Define "unique". If you mean that two tokens cannot have the same value, then hashing isn't enough - it should be backed with a uniqueness test. The fact that you supply the hash algorithm with unique inputs does not guarantee unique outputs.
To answer your question, the problem is you can't have a generator that is guaranteed random and unique as random by itself, i.e., md5(mt_rand()) can lead to duplicates. What you want is "random appearing" unique values. uniqid gives the unique id, rand() affixes a random number making it even harder to guess, md5 masks the result to make it yet even harder to guess. Nothing is unguessable. We just need to make it so hard that they wouldn't even want to try.
I ran into an interesting idea a couple of years ago.
Storing two hash values in the datebase, one generated with md5($a) and the other with sha($a). Then chek if both the values are corect. Point is, if the attacker broke your md5(), he cannot break your md5 AND sha in the near future.

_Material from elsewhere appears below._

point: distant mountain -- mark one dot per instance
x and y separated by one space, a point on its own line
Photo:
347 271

Problem is: how can that concept be used with the token generating needed for your problem?
First, the scope of this kind of procedure is to create a key/hash/code, that will be unique for one given database. It is impossible to create something unique for the whole world at a given moment.

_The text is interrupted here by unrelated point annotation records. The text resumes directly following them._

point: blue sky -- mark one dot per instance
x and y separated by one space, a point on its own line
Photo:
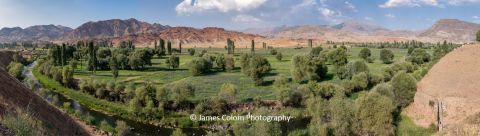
239 14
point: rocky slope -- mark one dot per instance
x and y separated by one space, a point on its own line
452 30
34 33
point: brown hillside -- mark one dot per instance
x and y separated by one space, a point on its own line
455 81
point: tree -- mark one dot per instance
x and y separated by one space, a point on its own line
228 92
173 61
255 66
252 48
169 48
229 63
15 69
478 36
316 51
122 129
114 67
279 56
306 67
181 91
199 66
220 61
365 53
374 115
404 88
386 56
67 75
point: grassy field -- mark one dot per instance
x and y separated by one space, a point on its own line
208 85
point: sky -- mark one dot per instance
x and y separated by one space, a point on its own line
239 14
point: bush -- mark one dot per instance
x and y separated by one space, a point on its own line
122 129
228 93
404 87
386 56
306 67
229 63
15 69
273 52
353 68
316 51
279 56
199 66
256 67
377 106
173 61
419 56
191 51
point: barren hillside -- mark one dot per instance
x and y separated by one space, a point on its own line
455 81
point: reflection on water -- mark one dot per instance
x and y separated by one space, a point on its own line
137 127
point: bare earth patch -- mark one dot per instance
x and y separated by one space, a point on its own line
454 80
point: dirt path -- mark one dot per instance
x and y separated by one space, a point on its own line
455 81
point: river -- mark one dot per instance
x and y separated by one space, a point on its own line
138 128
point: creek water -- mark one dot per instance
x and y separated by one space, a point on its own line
138 128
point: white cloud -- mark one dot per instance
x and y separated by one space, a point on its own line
195 6
461 2
326 12
245 19
390 15
409 3
351 6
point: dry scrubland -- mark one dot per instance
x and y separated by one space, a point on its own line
454 81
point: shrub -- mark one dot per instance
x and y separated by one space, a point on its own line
279 56
199 66
15 69
122 129
256 67
220 61
377 106
419 56
228 93
191 51
386 56
173 61
316 51
229 63
404 87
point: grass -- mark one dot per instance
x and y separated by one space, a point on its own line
406 127
208 85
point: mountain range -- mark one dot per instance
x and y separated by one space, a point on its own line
117 30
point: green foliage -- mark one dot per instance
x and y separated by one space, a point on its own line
306 67
338 57
173 61
404 88
199 66
15 69
122 129
279 56
374 115
353 68
22 123
386 56
419 56
478 36
229 63
228 93
255 66
316 51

That being said, you should create a plain, visible string, using a custom alphabet, and checking the created code against your database (table).
If that string is unique, then you apply a md5() to it and that can't be guessed by anyone or any script.
I know that if you dig deep into the theory of cryptographic generation you can find a lot of explanation about this kind of code generation, but when you put it to real usage it's really not that complicated.
Here's the code I use to generate a simple 10 digit unique code.
$alphabet = "aA1!bB2#cC3#dD5%eE6^fF7&gG8*hH9(iI0)jJ4-kK=+lL[mM]nN{oO}pP\qQ/rR,sS.tT?uUvV>xX~yY|zZ`wW$";
$code = '';
$alplhaLenght = strlen($alphabet )-1;
for ($i = 1; $i <= 10; $i++) {
$n = rand(1, $alplhaLenght );
$code .= $alphabet [$n];
}
And here are some generated codes, although you can run it yourself to see it work:
SpQ0T0tyO%
Uwn[MU][.
D|[ROt+Cd#
O6I|w38TRe
Of course, there can be a lot of "improvements" that can be applied to it, to make it more "complicated", but if you apply a md5() to this, it'll become, let's say "unguessable" . :)
MD5 is a decent algorithm for producing data dependent IDs. But in case you have more than one item which has the same bitstream (content), you will be producing two similar MD5 "ids".
So if you are just applying it to a rand() function, which is guaranteed not to create the same number twice, you are quite safe.
But for a stronger distribution of keys, I'd personally use SHA1 or SHAx etc'... but you will still have the problem of similar data leads to similar keys.